Ce soir-là, vingt-six chanceux, tout ouïe, se sont sentis devenir, au fil de la conférence, de plus en plus intelligents. D’une voix douce et chantante, avec des mots compréhensibles de tous (comme dans ses livres !*), la philosophe Jeanne Burgart-Goutal a raconté les fondements historiques, les différentes pensées et les multiples pratiques de l’écoféminisme.
Cette mouvance est née dans les années 1970 sous la plume de Françoise d’Eaubonne, l’une des fondatrices du Mouvement de libération des femmes (MLF)... qui n’hésitait pas à poser des bombes dans la future centrale de Fessenheim pour empêcher sa construction ! Elle postule que la destruction de la nature et l’oppression des femmes sont deux facettes indissociables d’un modèle de civilisation qu’il est temps de dépasser, celui du patriarcat capitaliste…
TROIS QUESTIONS À JEANNE BURGART-GOUTAL
Ivry ma ville hebdo : À quoi sert l’écoféminisme ?
Jeanne Burgart-Goutal : Dans l'écoféminisme, il y a l'idée de voir comment les discriminations s'articulent, de voir s'il est possible de lutter contre les clivages, les discriminations, les injustices.
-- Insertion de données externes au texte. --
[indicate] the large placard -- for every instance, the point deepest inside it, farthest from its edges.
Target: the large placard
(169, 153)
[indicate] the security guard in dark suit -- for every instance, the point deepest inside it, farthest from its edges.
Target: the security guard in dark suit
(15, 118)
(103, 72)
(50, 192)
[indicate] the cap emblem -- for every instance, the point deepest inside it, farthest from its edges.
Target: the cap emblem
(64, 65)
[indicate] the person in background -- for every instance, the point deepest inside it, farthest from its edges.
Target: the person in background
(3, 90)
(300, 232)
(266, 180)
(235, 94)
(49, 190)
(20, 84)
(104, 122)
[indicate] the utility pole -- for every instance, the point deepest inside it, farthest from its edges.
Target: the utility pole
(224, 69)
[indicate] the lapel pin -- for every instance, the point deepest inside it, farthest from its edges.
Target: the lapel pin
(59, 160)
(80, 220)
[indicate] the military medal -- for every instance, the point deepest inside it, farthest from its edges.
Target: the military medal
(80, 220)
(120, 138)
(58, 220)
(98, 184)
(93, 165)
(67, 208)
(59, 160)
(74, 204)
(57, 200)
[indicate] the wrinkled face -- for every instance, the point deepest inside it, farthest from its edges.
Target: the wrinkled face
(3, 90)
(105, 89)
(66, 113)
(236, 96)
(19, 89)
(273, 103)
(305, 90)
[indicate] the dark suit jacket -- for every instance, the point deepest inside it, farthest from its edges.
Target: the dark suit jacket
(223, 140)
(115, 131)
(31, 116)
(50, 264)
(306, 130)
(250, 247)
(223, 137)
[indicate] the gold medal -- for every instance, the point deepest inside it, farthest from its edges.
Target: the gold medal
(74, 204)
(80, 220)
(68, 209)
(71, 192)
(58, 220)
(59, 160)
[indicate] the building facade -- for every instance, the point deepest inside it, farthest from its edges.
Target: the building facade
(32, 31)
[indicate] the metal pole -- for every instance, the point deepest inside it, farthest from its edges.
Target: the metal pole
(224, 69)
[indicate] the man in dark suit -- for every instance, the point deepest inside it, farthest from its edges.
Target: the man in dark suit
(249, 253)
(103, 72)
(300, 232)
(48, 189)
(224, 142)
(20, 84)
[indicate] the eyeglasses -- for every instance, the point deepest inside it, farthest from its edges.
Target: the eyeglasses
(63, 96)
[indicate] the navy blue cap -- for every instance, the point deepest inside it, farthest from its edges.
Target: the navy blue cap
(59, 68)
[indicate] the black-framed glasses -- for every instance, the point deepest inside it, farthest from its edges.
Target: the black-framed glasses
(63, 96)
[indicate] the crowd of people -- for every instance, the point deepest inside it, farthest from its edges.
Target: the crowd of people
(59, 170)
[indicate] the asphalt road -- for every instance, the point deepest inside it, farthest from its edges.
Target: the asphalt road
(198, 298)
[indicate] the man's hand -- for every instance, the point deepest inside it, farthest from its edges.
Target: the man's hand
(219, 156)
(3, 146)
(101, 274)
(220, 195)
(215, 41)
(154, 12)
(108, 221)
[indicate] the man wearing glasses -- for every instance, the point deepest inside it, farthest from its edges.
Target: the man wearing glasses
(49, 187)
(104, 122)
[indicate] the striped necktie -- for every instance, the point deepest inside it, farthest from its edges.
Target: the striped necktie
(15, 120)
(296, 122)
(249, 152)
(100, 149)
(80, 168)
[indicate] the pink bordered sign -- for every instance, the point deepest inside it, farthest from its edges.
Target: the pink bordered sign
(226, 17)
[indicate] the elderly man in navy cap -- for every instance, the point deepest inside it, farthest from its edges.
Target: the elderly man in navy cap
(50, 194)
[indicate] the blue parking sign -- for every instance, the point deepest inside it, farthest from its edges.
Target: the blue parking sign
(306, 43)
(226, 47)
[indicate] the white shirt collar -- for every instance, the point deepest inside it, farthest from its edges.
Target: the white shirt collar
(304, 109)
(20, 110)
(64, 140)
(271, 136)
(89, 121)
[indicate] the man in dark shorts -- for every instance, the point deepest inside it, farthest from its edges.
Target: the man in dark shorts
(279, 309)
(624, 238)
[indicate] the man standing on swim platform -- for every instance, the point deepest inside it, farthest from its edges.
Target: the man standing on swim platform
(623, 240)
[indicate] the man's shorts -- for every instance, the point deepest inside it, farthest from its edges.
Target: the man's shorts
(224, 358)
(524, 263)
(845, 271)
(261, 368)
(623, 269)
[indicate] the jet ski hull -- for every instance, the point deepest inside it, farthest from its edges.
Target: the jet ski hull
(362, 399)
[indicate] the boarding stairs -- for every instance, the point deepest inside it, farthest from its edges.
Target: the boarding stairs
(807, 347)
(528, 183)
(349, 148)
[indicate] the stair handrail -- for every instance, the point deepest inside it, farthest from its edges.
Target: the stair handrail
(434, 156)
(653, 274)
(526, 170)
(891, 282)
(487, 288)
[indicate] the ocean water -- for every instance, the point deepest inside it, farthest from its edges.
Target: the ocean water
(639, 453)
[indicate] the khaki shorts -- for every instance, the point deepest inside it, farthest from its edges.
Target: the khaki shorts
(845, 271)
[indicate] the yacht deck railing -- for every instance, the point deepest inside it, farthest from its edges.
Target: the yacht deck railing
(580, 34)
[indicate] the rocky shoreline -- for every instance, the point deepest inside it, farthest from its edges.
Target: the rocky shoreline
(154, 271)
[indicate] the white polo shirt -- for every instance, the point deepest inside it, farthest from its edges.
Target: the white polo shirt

Ce prisme d'analyse - même si ce n'est pas le seul- est intéressant.
Par ailleurs, l’écoféminisme ouvre un horizon politique et une alternative possible à ce qui semble être la marche du monde. Il a toujours eu et garde une fonction de résistance. Et résister aux forces destructrices qui font l'Histoire, c'est une question vitale !
Ivry ma ville hebdo : Êtes-vous vous-même « écoféministe » ?
Jeanne Burgart-Goutal : Je n'adhère pas aux convictions dans lesquelles certains sautent à pieds joints ! Je garde ma distance de philosophe. L'écoféminisme m'a transformée, mais plein de trucs dedans me paraissent « bidons ».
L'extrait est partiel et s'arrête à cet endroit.